Namun, meskipun kontribusi teknologi penginderaan jauh sangat signifikan, tantangan tetap ada. Salah satu tantangan utama adalah kesenjangan antara resolusi data penginderaan jauh dan kebutuhan ekologis spesifik. Sebagai contoh, meskipun data TRMM memberikan gambaran pola curah hujan pada skala regional, resolusinya sering kali tidak mencukupi untuk menggambarkan proses hidrologi lokal seperti efek orografis yang berperan penting dalam distribusi spesies di pegunungan. Untuk mengatasi tantangan ini, diperlukan pendekatan integrasi data dari berbagai sumber, termasuk penginderaan jauh, pengukuran lapangan, dan model prediktif. Penggabungan data-data ini dapat memberikan pemahaman yang lebih holistik tentang bagaimana spesies dan ekosistem merespons perubahan lingkungan di berbagai skala.
Lebih jauh lagi, di era Anthropocene, pemantauan keanekaragaman hayati harus mampu menangkap dinamika jangka panjang, termasuk keterlambatan respons ekosistem terhadap tekanan lingkungan. Teknologi seperti MODIS dan TRMM menyediakan data temporal yang mencakup beberapa dekade, yang dapat digunakan untuk mendeteksi perubahan bertahap dalam pola distribusi spesies. Sebagai contoh, data MODIS tentang suhu permukaan dapat digunakan untuk melacak pergeseran habitat spesies akibat perubahan iklim selama dua dekade terakhir. Demikian pula, data TRMM dapat membantu mengidentifikasi pola migrasi spesies yang berkaitan dengan anomali curah hujan jangka panjang. Dengan memahami keterlambatan respons ini, pengelolaan ekosistem dapat dirancang untuk memanfaatkan “jendela peluang” guna memitigasi dampak negatif perubahan lingkungan.
Di sisi lain, keberlanjutan ekosistem terestrial juga sangat bergantung pada kemampuan kita untuk memahami interaksi kompleks antara faktor lingkungan dan spesies. Teknologi seperti LiDAR membuka peluang baru dalam memahami dinamika struktur ekosistem, termasuk hubungan antara kerapatan vegetasi, keanekaragaman spesies, dan layanan ekosistem.
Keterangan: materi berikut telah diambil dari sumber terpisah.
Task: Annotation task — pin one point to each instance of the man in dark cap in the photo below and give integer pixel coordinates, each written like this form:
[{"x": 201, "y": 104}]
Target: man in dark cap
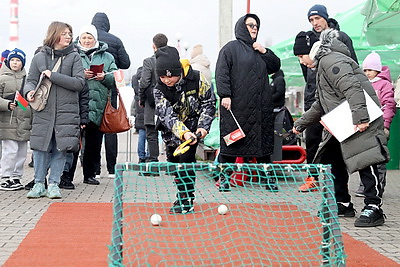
[
  {"x": 318, "y": 17},
  {"x": 185, "y": 106}
]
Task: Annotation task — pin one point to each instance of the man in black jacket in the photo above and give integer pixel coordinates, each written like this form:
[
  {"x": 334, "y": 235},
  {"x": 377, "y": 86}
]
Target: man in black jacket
[
  {"x": 117, "y": 49},
  {"x": 319, "y": 19}
]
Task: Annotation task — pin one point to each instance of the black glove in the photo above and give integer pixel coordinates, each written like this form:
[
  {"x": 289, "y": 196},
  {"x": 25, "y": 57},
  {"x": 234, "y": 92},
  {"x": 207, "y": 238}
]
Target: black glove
[{"x": 10, "y": 97}]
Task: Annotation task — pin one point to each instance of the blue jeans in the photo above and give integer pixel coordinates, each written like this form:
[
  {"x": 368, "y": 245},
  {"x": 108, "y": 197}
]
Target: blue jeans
[
  {"x": 142, "y": 152},
  {"x": 52, "y": 158}
]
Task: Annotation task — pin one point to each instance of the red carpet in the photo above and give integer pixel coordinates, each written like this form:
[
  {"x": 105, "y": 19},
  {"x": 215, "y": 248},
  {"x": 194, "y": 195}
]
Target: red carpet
[{"x": 77, "y": 234}]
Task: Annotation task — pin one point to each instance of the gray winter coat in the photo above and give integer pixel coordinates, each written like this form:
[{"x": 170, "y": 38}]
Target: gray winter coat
[
  {"x": 20, "y": 126},
  {"x": 242, "y": 74},
  {"x": 147, "y": 82},
  {"x": 61, "y": 114},
  {"x": 339, "y": 78}
]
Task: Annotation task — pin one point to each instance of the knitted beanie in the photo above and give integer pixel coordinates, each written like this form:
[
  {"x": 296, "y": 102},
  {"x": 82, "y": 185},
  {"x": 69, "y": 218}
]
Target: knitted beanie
[
  {"x": 18, "y": 53},
  {"x": 319, "y": 10},
  {"x": 4, "y": 56},
  {"x": 167, "y": 62},
  {"x": 303, "y": 43},
  {"x": 372, "y": 62}
]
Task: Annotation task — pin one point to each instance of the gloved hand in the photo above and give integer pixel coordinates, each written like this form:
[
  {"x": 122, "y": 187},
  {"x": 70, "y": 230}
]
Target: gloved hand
[{"x": 387, "y": 132}]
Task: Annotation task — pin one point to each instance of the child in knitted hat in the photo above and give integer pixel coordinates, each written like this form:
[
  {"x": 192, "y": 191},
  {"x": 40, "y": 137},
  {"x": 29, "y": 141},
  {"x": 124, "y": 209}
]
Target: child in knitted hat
[
  {"x": 185, "y": 105},
  {"x": 379, "y": 76},
  {"x": 15, "y": 121},
  {"x": 4, "y": 56}
]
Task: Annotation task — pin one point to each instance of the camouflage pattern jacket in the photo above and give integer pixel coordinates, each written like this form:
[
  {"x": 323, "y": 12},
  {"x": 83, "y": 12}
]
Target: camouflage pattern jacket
[{"x": 187, "y": 106}]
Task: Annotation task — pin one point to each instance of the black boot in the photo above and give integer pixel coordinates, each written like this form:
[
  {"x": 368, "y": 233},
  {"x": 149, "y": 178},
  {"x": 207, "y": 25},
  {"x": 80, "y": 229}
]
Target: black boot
[
  {"x": 183, "y": 204},
  {"x": 224, "y": 182},
  {"x": 271, "y": 185},
  {"x": 66, "y": 181}
]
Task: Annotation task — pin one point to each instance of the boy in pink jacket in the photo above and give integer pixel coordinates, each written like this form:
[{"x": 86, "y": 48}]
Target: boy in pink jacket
[{"x": 379, "y": 76}]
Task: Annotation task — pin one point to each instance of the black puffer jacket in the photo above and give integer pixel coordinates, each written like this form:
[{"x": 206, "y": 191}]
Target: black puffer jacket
[
  {"x": 242, "y": 74},
  {"x": 115, "y": 45},
  {"x": 340, "y": 78},
  {"x": 61, "y": 114}
]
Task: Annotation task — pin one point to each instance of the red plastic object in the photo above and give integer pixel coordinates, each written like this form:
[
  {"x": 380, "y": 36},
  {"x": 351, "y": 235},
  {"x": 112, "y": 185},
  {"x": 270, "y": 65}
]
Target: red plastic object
[
  {"x": 292, "y": 155},
  {"x": 239, "y": 177}
]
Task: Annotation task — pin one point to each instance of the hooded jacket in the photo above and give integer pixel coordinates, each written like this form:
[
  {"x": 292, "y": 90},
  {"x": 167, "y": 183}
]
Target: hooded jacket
[
  {"x": 115, "y": 45},
  {"x": 339, "y": 78},
  {"x": 61, "y": 114},
  {"x": 242, "y": 74}
]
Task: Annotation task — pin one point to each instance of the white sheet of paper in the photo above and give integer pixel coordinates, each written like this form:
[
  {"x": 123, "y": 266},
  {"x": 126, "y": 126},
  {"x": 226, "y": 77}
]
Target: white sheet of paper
[{"x": 339, "y": 122}]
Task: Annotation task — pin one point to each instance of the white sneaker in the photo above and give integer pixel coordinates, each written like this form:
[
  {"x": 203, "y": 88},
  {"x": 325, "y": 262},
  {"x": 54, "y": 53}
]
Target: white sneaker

Misalnya, dalam konteks perubahan penggunaan lahan, LiDAR dapat digunakan untuk memantau dampak fragmentasi habitat terhadap spesies yang membutuhkan koridor ekologi untuk migrasi. Data ini menjadi sangat penting dalam desain kawasan konservasi yang lebih efektif, yang tidak hanya mempertimbangkan distribusi spesies saat ini tetapi juga proyeksi distribusi di masa depan.
Integrasi teknologi penginderaan jauh ke dalam SDMs juga menawarkan peluang besar untuk mendukung pembangunan berkelanjutan. Dalam kerangka SDG 15, data penginderaan jauh dapat digunakan untuk mengevaluasi efektivitas kebijakan konservasi dan mengidentifikasi prioritas tindakan. Sebagai contoh, penggunaan data MODIS untuk memantau tutupan hutan dapat memberikan informasi real-time tentang keberhasilan inisiatif reforestasi, sementara data LiDAR dapat digunakan untuk mengevaluasi perubahan struktur hutan akibat pengelolaan hutan yang berkelanjutan. Teknologi ini juga memungkinkan pelacakan dampak kebijakan pada skala lokal hingga global, yang sangat penting dalam konteks perubahan iklim dan tekanan antropogenik.